Filling the image was, well, I wasn't exactly sure what it was. An air vehicle of some type? There was a partially enclosed framework slung from netting beneath a large blunt-ended cylinder. I could identify what looked like control planes for pitch and yaw and a set of large diameter propellers like they still used on some light aircraft. It appeared to be tied down to a mooring platform that was smaller than it was. After a moment, 'Brina pulled back the view to show two similar devices on neighboring platforms, the whole thing a couple hundred meters from the village proper.

"It's a . . . Um. What is it, 'Brina?" I asked with an amused giggle.

"It's an Airship, Sea. It's a Gorram Airship! Not just one, but three of them! We've got to land here. Seriously." I don't think I'd ever seen her quite this bouncy before. She was like Elsoph trying to describe a newly invented piece of kit, or Lily with a fresh box of candy. She wasn't just excited; she was actually bouncing.

"You know it's not entirely up to me? Ok. So maybe it is. But you know I'm not going to be arbitrary about this. I'm going to have to talk to to the Science guys before I give the go ahead. And, like it or not, we're not going to be the first ones down." I held up a hand, waving it playfully at the first start of her objection. "This isn't some old Cortex video where the Captain and their senior staff go to the surface first. Wherever we set down, it'll be a couple of the Anthropologists with an ORCA escort first. OK?"

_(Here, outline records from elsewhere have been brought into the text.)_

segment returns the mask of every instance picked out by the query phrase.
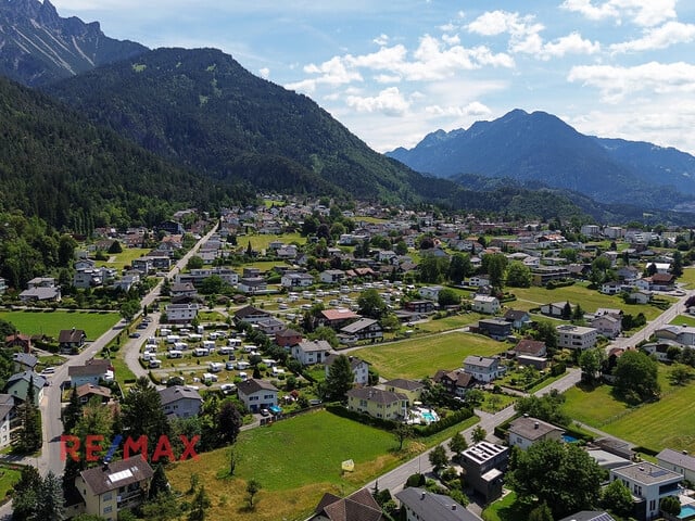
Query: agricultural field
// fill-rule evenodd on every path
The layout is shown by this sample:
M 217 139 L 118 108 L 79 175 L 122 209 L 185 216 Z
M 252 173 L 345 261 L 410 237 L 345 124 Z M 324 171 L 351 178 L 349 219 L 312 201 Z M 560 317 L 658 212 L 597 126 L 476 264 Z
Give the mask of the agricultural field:
M 691 409 L 695 384 L 672 385 L 668 373 L 669 369 L 660 365 L 661 398 L 653 404 L 630 408 L 611 396 L 608 385 L 593 391 L 574 387 L 566 393 L 565 411 L 574 420 L 636 445 L 654 450 L 668 447 L 693 452 L 695 433 Z
M 46 334 L 58 340 L 61 329 L 84 329 L 87 340 L 96 340 L 121 320 L 117 313 L 18 310 L 0 312 L 0 319 L 12 322 L 24 334 Z
M 108 260 L 97 260 L 97 266 L 102 267 L 105 266 L 108 268 L 114 268 L 117 270 L 122 270 L 126 266 L 130 266 L 134 259 L 140 258 L 143 255 L 150 253 L 150 250 L 147 247 L 126 247 L 123 246 L 123 252 L 121 253 L 104 253 L 109 257 Z M 111 262 L 113 260 L 113 262 Z
M 352 352 L 374 365 L 387 378 L 420 380 L 431 377 L 438 369 L 455 369 L 468 355 L 490 356 L 503 353 L 509 344 L 470 333 L 451 332 L 374 345 Z
M 402 458 L 412 457 L 394 453 L 395 448 L 397 442 L 388 432 L 318 411 L 240 433 L 233 478 L 228 475 L 229 448 L 175 463 L 167 476 L 174 488 L 186 492 L 190 476 L 198 474 L 212 499 L 206 512 L 211 521 L 303 520 L 324 493 L 350 494 Z M 341 462 L 346 459 L 354 460 L 355 470 L 343 474 Z M 243 505 L 245 483 L 251 479 L 262 490 L 256 509 L 248 511 Z

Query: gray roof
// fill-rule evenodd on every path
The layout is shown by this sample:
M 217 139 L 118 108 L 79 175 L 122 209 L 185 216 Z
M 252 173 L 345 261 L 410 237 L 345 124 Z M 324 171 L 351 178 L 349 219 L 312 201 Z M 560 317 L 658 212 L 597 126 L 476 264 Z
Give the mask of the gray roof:
M 79 474 L 93 494 L 101 495 L 104 492 L 152 479 L 154 472 L 152 467 L 140 455 L 137 455 L 114 461 L 109 466 L 83 470 Z
M 666 461 L 667 463 L 695 471 L 695 457 L 688 454 L 679 453 L 672 448 L 665 448 L 656 455 L 656 459 L 658 461 Z
M 408 487 L 395 497 L 422 521 L 478 521 L 480 518 L 442 494 Z
M 517 434 L 530 441 L 539 440 L 553 431 L 565 432 L 559 427 L 531 417 L 517 418 L 509 424 L 509 434 Z
M 197 399 L 199 402 L 203 401 L 198 391 L 186 385 L 172 385 L 170 387 L 159 391 L 159 393 L 162 405 L 168 405 L 173 402 L 178 402 L 179 399 L 185 398 Z

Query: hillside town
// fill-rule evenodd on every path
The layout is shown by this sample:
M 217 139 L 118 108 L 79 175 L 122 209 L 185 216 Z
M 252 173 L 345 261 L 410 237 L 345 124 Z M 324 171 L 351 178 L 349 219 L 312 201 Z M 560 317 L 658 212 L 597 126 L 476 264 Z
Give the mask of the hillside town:
M 68 274 L 0 281 L 17 519 L 28 467 L 83 520 L 215 519 L 222 497 L 312 520 L 695 513 L 692 230 L 264 199 L 96 229 Z M 328 424 L 376 452 L 314 454 Z M 281 429 L 337 458 L 311 505 L 264 483 L 295 460 L 252 463 Z M 203 470 L 220 458 L 231 481 Z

Sabrina gave me that look, then laughed. "I know, I know. But seriously. This is where we've got to go. Even if we're not going to get there first. Promise you'll bring it up?"

I promised, and did, a couple days later at the next staff meeting. Sabrina's suggestion prompted a lively debate on the subject, even more so when the imaging team showed more of those lighter than air vehicles in flight over several areas of what had once been the British Isles and Northern Europe.

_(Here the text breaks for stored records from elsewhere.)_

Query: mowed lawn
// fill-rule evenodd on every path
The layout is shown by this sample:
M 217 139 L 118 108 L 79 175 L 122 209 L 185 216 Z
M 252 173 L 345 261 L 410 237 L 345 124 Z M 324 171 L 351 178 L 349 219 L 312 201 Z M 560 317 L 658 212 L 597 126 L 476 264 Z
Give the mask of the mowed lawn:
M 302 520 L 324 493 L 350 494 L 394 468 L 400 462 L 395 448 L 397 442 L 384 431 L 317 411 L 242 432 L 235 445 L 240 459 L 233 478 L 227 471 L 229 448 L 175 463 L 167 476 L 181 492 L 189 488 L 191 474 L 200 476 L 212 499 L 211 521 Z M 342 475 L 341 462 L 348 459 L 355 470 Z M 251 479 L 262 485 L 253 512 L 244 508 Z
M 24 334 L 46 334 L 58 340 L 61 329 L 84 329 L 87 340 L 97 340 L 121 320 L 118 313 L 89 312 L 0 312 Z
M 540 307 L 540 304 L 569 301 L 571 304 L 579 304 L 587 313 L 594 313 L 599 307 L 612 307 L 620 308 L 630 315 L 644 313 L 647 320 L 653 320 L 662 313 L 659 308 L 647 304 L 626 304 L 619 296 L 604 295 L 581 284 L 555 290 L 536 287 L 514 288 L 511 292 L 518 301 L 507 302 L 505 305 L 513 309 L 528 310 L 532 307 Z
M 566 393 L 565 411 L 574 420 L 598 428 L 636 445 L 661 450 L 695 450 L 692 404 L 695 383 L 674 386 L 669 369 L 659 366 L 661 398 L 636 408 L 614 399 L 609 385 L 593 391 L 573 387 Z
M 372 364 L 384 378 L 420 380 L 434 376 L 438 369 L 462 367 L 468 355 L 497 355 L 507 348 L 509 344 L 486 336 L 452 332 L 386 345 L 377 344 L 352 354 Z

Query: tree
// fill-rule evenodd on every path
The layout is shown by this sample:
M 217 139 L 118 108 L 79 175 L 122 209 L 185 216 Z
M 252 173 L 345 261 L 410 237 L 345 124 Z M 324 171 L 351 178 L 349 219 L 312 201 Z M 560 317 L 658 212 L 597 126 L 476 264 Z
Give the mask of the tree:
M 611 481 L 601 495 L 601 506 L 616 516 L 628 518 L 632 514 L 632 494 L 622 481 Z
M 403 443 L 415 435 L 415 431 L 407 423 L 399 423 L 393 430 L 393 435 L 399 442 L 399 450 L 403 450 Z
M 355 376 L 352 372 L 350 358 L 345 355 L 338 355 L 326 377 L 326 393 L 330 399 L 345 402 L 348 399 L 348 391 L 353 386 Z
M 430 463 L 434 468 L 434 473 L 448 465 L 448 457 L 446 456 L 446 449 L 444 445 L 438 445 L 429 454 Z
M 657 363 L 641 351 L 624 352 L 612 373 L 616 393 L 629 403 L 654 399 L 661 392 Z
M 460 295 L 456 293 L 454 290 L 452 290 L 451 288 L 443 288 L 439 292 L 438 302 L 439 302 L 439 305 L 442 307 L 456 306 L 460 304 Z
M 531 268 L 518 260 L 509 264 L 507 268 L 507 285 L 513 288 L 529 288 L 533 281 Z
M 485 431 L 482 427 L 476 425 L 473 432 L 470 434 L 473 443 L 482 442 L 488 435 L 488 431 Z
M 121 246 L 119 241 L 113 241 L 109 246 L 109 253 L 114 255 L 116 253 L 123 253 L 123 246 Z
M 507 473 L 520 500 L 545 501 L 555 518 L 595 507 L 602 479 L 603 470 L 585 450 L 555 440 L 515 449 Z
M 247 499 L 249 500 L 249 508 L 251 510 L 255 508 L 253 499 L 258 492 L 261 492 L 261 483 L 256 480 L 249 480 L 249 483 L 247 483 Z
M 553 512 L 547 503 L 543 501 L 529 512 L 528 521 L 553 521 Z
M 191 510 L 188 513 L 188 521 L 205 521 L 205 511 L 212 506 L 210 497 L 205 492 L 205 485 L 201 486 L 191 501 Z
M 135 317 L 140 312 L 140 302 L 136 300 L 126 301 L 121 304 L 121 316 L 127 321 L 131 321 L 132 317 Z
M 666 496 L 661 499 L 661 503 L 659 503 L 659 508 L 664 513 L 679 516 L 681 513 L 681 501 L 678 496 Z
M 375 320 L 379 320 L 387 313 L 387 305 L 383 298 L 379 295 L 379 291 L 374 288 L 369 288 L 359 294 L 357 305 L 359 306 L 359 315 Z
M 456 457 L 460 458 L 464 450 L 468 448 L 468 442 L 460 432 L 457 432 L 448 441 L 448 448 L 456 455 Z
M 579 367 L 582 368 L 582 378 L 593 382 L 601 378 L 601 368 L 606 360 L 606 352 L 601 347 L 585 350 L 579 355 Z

Compared to the various sailing craft we'd seen on the surface, the airships were a good deal faster and seemed to have a surprisingly good payload for their size. Near as we could tell, they were steam powered and used some sort of mostly smokeless liquid for fuel. Sabrina was practically begging the Science team to land at the airship base we'd spotted.

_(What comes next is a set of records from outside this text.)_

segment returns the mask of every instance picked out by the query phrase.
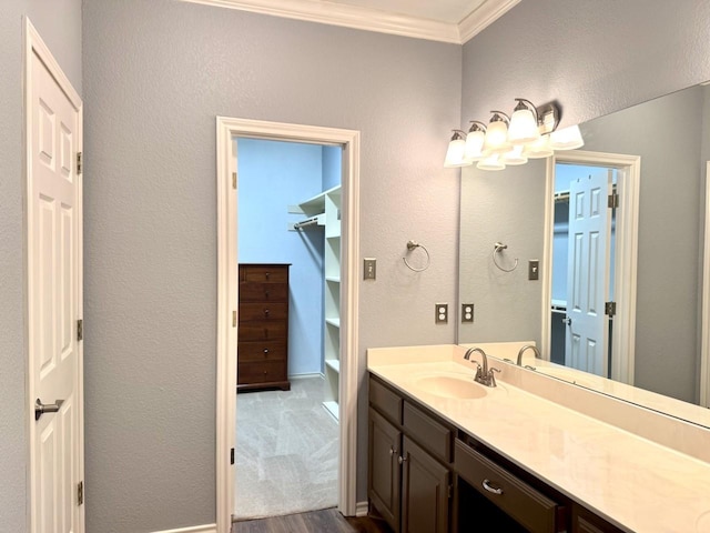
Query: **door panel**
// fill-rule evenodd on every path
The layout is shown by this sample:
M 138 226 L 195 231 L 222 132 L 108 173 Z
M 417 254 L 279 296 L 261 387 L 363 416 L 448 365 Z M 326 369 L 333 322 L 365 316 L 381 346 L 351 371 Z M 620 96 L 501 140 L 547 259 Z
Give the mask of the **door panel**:
M 607 375 L 611 175 L 606 169 L 570 182 L 565 364 Z
M 81 533 L 81 101 L 29 22 L 28 34 L 31 531 Z M 36 419 L 37 400 L 48 410 Z

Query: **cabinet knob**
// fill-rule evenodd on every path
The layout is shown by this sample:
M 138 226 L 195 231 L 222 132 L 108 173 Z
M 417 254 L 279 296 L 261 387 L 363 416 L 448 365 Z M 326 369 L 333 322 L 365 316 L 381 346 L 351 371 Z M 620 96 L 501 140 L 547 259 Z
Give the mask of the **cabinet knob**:
M 490 486 L 488 483 L 490 483 L 490 480 L 484 480 L 484 482 L 481 483 L 486 491 L 490 492 L 491 494 L 503 494 L 503 489 L 496 489 L 494 486 Z

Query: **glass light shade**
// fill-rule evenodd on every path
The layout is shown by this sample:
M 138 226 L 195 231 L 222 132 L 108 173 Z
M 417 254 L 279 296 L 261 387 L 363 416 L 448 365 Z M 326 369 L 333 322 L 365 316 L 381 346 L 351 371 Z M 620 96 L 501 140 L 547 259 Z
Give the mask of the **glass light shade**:
M 537 119 L 529 109 L 519 109 L 510 117 L 508 127 L 508 142 L 510 144 L 525 144 L 534 142 L 540 138 L 537 128 Z
M 550 148 L 552 150 L 575 150 L 584 145 L 585 141 L 577 124 L 550 133 Z
M 455 169 L 457 167 L 466 167 L 470 164 L 470 161 L 464 160 L 464 150 L 466 149 L 466 141 L 464 139 L 453 139 L 448 143 L 448 150 L 446 150 L 446 159 L 444 159 L 444 168 Z
M 523 144 L 513 147 L 513 150 L 503 154 L 503 162 L 505 164 L 525 164 L 528 162 L 528 158 L 524 153 Z
M 555 152 L 550 148 L 550 135 L 540 135 L 540 138 L 525 145 L 523 154 L 528 159 L 544 159 L 549 158 Z
M 510 151 L 508 142 L 508 124 L 503 120 L 496 120 L 488 124 L 484 149 L 489 153 L 506 153 Z
M 466 161 L 480 161 L 484 157 L 483 149 L 485 140 L 485 131 L 469 131 L 466 135 L 466 149 L 464 150 L 464 159 Z
M 487 158 L 478 161 L 476 168 L 480 170 L 504 170 L 506 164 L 503 162 L 501 155 L 494 153 L 493 155 L 488 155 Z

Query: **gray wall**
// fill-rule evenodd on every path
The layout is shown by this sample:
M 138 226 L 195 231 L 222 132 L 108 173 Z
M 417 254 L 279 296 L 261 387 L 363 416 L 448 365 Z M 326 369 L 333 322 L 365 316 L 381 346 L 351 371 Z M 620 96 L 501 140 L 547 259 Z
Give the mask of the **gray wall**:
M 524 97 L 538 104 L 558 101 L 562 108 L 562 125 L 574 124 L 706 81 L 710 79 L 709 18 L 710 2 L 690 0 L 521 2 L 464 46 L 462 121 L 487 120 L 490 109 L 511 109 L 514 98 Z M 545 31 L 540 31 L 541 28 Z M 699 109 L 696 114 L 700 114 Z M 627 133 L 638 132 L 627 130 Z M 630 142 L 627 138 L 616 151 L 633 153 L 636 147 Z M 589 137 L 585 148 L 597 147 L 595 138 Z M 663 160 L 662 152 L 647 153 L 642 172 L 648 169 L 665 173 L 665 180 L 672 183 L 676 181 L 671 178 L 676 174 L 673 169 L 679 165 L 698 170 L 698 149 L 693 147 L 697 155 L 689 161 Z M 707 155 L 707 149 L 704 152 Z M 638 305 L 646 329 L 637 334 L 637 355 L 650 351 L 660 355 L 657 360 L 665 356 L 666 362 L 637 368 L 637 379 L 643 386 L 692 400 L 697 378 L 689 353 L 694 346 L 697 330 L 690 308 L 697 302 L 697 295 L 690 291 L 697 285 L 687 281 L 673 283 L 676 272 L 671 260 L 655 259 L 658 254 L 652 250 L 657 238 L 669 241 L 670 232 L 662 223 L 653 222 L 653 214 L 661 209 L 659 202 L 667 200 L 686 229 L 689 224 L 697 228 L 701 212 L 698 195 L 703 189 L 697 181 L 682 190 L 671 187 L 642 185 L 641 189 L 641 202 L 650 203 L 641 208 L 640 215 Z M 646 222 L 651 224 L 648 229 L 643 227 Z M 698 247 L 691 241 L 684 244 L 688 248 L 682 252 L 682 244 L 671 249 L 680 253 L 681 261 L 691 263 L 686 270 L 692 274 L 698 268 Z M 659 302 L 666 301 L 656 299 L 652 291 L 643 292 L 642 286 L 658 283 L 665 286 L 666 295 L 674 294 L 670 309 L 661 309 L 663 305 Z M 679 302 L 683 298 L 688 303 Z M 689 338 L 682 342 L 686 355 L 677 364 L 674 335 L 666 332 L 669 322 L 676 326 L 683 320 L 690 324 L 680 328 L 680 335 L 688 333 Z M 657 334 L 650 335 L 649 331 Z M 668 353 L 673 353 L 673 358 L 668 358 Z M 670 379 L 660 384 L 658 378 L 666 376 L 665 372 L 669 372 Z
M 81 0 L 0 2 L 0 531 L 27 531 L 22 16 L 81 93 Z M 61 23 L 57 23 L 61 21 Z
M 359 369 L 447 343 L 462 48 L 168 0 L 84 3 L 88 531 L 215 520 L 215 115 L 362 131 Z M 433 199 L 435 199 L 433 201 Z M 444 209 L 442 209 L 444 208 Z M 432 266 L 402 264 L 408 239 Z M 358 500 L 366 497 L 366 398 Z

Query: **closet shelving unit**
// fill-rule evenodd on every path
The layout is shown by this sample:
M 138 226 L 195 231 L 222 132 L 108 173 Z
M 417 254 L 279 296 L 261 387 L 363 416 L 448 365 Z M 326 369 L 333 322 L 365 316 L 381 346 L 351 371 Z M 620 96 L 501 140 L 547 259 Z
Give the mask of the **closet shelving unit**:
M 293 212 L 293 211 L 292 211 Z M 297 211 L 324 227 L 323 406 L 338 420 L 341 374 L 341 185 L 328 189 L 297 205 Z M 311 224 L 313 225 L 313 224 Z M 303 227 L 305 229 L 305 227 Z M 297 225 L 296 225 L 297 229 Z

Strangely, we hadn't seen many other steam vehicles. Or steam powered anything for that matter. A few large tractor like machines on the surface. Some large surface boats. What was probably a factory or mill of some kind in a couple of scattered locations. But overall, there just didn't seem to be used much.

It was another question we'd have to answer once we'd gotten to the surface. And, ultimately, Sabrina got her wish. We'd send down several teams in different locations but Site Number One would be a small village in what was once the Highlands of Scotland, where the Airships docked.